Detto questo, ora che probabilmente avrò scoraggiato tutti coloro che vorrebbero leggere "Il dono" di Nabokov e che dalla loro non hanno mai neanche aperto "Guerra e pace", posso aggiungere che non importa. Alla fine il libro di Nabokov è comunque godibile, anche se non si riconoscono tutte le allusioni alla cultura russa. Nabokov, nel suo trasformismo che lo porta a scrivere romanzi sempre molto distanti fra loro — tanto come forma, quanto come contenuto —, si lancia in un racconto che a tratti pare molto autobiografico: un emigrato russo nella Berlino degli anni venti affronta la perdita del suo Paese con l'amore per la letteratura (e una passione per i lepidotteri). Ma il libro è a sua volta un contenitore, una scatola in cui tanti racconti si incastrano fra di loro, un labirinto che, giunti al finale, ci riporta esattamente lì da dove eravamo partiti.

La maestria di Nabokov viene qui tutta allo scoperto, tanto che mi è parso in certi momenti che due romanzi fondamentalmente avessero "influenzato" l'idea di Nabokov. Il primo è l'Ulisse di Joyce, il secondo La Recherche di Proust. L'Ulisse perché la struttura de "Il dono" è potenzialmente simile: ci troviamo alle prese con un protagonista i cui pensieri e azioni sono in primo piano, e tutto ciò che lo circonda viene visto dai suoi occhi e al tempo stesso è il protagonista che cerca di modificarlo. La Recherche perché anche in Nabokov è l'idea del libro stesso ad essere alla base del libro che stiamo leggendo: protagonista e scrittore si mescolano fra loro, e al lettore non resta che capire in questo "sistema a più livelli", in queste scatole che racchiudono al loro interno altre scatole, dove finisce una storia e dove inizia l'altra. Entrambi, Ulisse e Recherche, hanno poi la stessa caratteristica de "Il dono" di divagare avanti e indietro nel tempo, di riesumare vicende passate su cui il protagonista rimugina e che pian piano presenta al lettore. Ma Nabokov ha uno stile tutto suo (più stili tutti suoi, a voler essere corretti): "Il dono" non è un flusso di coscienza e non è un testo con frasi descrittive lunghe cinque pagine. La personificazione degli oggetti, la ricerca spasmodica del termine più rappresentativo, l'uso della lingua in maniera maniacale, fanno di Nabokov uno scrittore che con la singola frase è capace di lasciare il segno nel lettore.
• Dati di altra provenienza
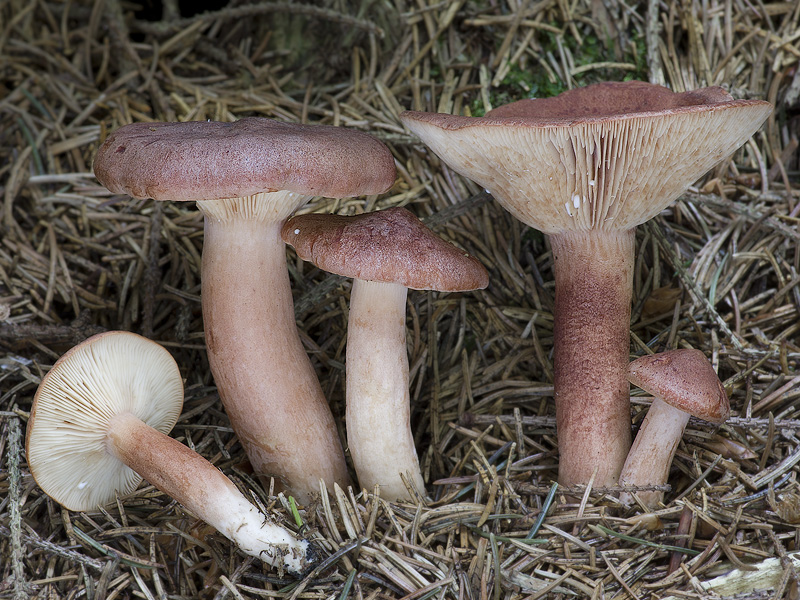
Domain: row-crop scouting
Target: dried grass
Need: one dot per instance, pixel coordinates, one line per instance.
(718, 271)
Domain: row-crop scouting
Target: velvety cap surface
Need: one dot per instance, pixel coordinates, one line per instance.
(606, 156)
(391, 246)
(208, 160)
(684, 379)
(107, 374)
"Il dono" ha però anche un difetto, ed è una pesantezza eccessiva, soprattutto lì dove i riferimenti alla letteratura russa iniziano a diventare fondamentali. Leggere questo libro, che nel primo centinaio di pagine sembra essere decisamente scorrevole, si rivela pagina dopo pagina sempre più pesante, tanto che arrivati ai due terzi del libro vi sembrerà di aver scalato una montagna a mani nude.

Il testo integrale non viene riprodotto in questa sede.